Pertama-tama, perlu ditegaskan bahwa Apodeti tidak lahir sebagai gerakan yang hendak menyerahkan wilayah kepada negara asing, melainkan lahir sebagai gerakan rakyat yang ingin mengakhiri penjajahan dan mengembalikan jati diri orang Timor Timur ke dalam kesatuan sejarah dan etnografisnya dengan saudara-saudaranya di Timor Barat.
Pulau Timor tidak terletak di Timur Tengah atau di Amerika Latin. Justru sebaliknya, Pulau Timor adalah satu kesatuan geografis, etnologis, dan budaya yang secara buatan dibelah oleh penjajah kolonial: Belanda di barat, dan Portugis di timur.
Sebelum kedatangan kolonialisme Eropa, kerajaan-kerajaan lokal di pulau Timor berinteraksi bebas tanpa batas barat-timur, baik dalam perdagangan, hubungan keluarga, maupun aliansi politik. Banyak suku dan marga yang tersebar di kedua sisi pulau—banyak yang memiliki hubungan darah lintas batas kolonial itu.
Maka ketika Apodeti menyuarakan integrasi dengan Indonesia, itu bukan semangat menjual tanah air, melainkan kerinduan untuk menyatukan kembali bagian yang tercerai oleh sejarah kolonial. Dalam konteks ini, nasionalisme Apodeti adalah nasionalisme yang mengakar secara kultural dan historis, bukan semata-mata politik.
Bandingkan hal ini dengan proses integrasi Goa ke India, atau kembalinya Hong Kong ke Tiongkok—yang keduanya dipandang sebagai pemulihan keutuhan nasional, bukan ekspansi. Maka mengapa ketika rakyat Timor Timur—yang sebagian besar bersaudara dengan rakyat Timor Barat—ingin kembali bersatu, malah disebut sebagai bentuk pengkhianatan atau tidak nasionalis?
Justru di sinilah nasionalisme Apodeti menunjukkan kematangan: Apodeti tidak menutup diri dalam nasionalisme sempit, melainkan menengok ke sejarah panjang sebelum kolonialisme membelah pulau ini, dan menawarkan visi masa depan dalam rumah besar Indonesia, yang saat itu juga tengah membebaskan diri dari penjajahan.

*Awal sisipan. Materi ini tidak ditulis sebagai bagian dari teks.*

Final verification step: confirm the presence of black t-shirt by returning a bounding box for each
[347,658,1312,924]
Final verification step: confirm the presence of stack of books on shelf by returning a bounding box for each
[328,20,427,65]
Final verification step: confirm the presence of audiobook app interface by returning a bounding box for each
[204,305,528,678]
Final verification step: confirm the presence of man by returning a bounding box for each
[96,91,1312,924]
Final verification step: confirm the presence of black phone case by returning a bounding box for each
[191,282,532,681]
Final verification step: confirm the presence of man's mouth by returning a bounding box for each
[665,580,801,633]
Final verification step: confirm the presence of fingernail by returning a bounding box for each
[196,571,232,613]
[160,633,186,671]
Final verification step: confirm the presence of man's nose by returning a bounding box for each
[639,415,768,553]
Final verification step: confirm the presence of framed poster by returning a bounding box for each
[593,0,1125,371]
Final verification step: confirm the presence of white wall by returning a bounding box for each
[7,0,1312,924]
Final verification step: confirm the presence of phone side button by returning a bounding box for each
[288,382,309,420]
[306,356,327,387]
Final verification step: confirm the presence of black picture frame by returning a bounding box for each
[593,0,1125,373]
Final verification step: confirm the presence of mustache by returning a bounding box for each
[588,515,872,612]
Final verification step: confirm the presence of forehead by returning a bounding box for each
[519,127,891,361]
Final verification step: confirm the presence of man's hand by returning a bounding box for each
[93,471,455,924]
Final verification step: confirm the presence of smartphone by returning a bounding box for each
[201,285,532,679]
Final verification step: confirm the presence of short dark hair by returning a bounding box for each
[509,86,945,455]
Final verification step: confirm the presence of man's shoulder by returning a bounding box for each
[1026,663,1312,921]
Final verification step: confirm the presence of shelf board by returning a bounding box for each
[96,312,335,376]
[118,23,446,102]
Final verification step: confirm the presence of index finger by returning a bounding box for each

"Negara Lain" atau Rumah Sendiri?
Mengatakan bahwa Indonesia adalah “negara lain” dalam konteks Timor Timur sebenarnya adalah mewarisi logika kolonialisme. Karena dengan begitu, kita mengakui garis batas buatan kolonial sebagai sesuatu yang alami dan abadi, padahal batas itu justru yang memisahkan satu bangsa menjadi dua wilayah yang tak lagi saling mengenal.
Jika bangsa Timor adalah satu, dan sejarah serta budayanya saling berkait di timur dan barat, maka bergabung dengan Indonesia bukanlah integrasi ke negara asing, melainkan kembali ke rumah besar yang sama, tempat saudara-saudara kita sudah lebih dulu merdeka.
Nasionalisme yang Melampaui Bendera
Nasionalisme sejati tidak selalu diukur dari siapa yang berdiri sendiri. Kadang, nasionalisme paling murni justru adalah yang berani menolak warisan kolonial, dan berani kembali menyatu demi menyelamatkan rakyat dari kekacauan, pembantaian, dan penindasan seperti yang terjadi dalam kekacauan 1975 pasca-kepergian Portugal.
Apodeti tidak anti-merdeka. Apodeti hanya tidak ingin kemerdekaan semu yang hanya memindahkan kekuasaan dari tangan kolonial ke tangan elit bersenjata.
Mengapa Indonesia? Jawaban dari Pendiri Apodeti Sendiri
Untuk memahami mengapa integrasi adalah pilihan nasionalis, kita harus mendengar langsung dari sumbernya—pendiri Apodeti sendiri, Arnaldo dos Reis Araújo, yang mengatakan:
“Tujuan politik Apodeti adalah berintegrasi dengan Indonesia. Latar belakangnya ialah persamaan nasib (sama-sama bangsa terjajah), sejarah, kondisi geografis, geostrategi dan politik, serta unsur-unsur sosial budaya antara rakyat Timor Timur dan rakyat Indonesia yang tidak terdapat dengan negara manapun di dunia.”
Ini bukan pernyataan yang reaktif atau emosional, tapi refleksi dari perenungan panjang terhadap realitas sosial dan sejarah Timor Timur. Apodeti memandang bahwa bangsa yang terjajah harus mencari persatuan, bukan keterpecahan. Dan persatuan paling logis, alami, dan historis—bukan ke Portugal atau negara Barat lainnya—melainkan ke Indonesia.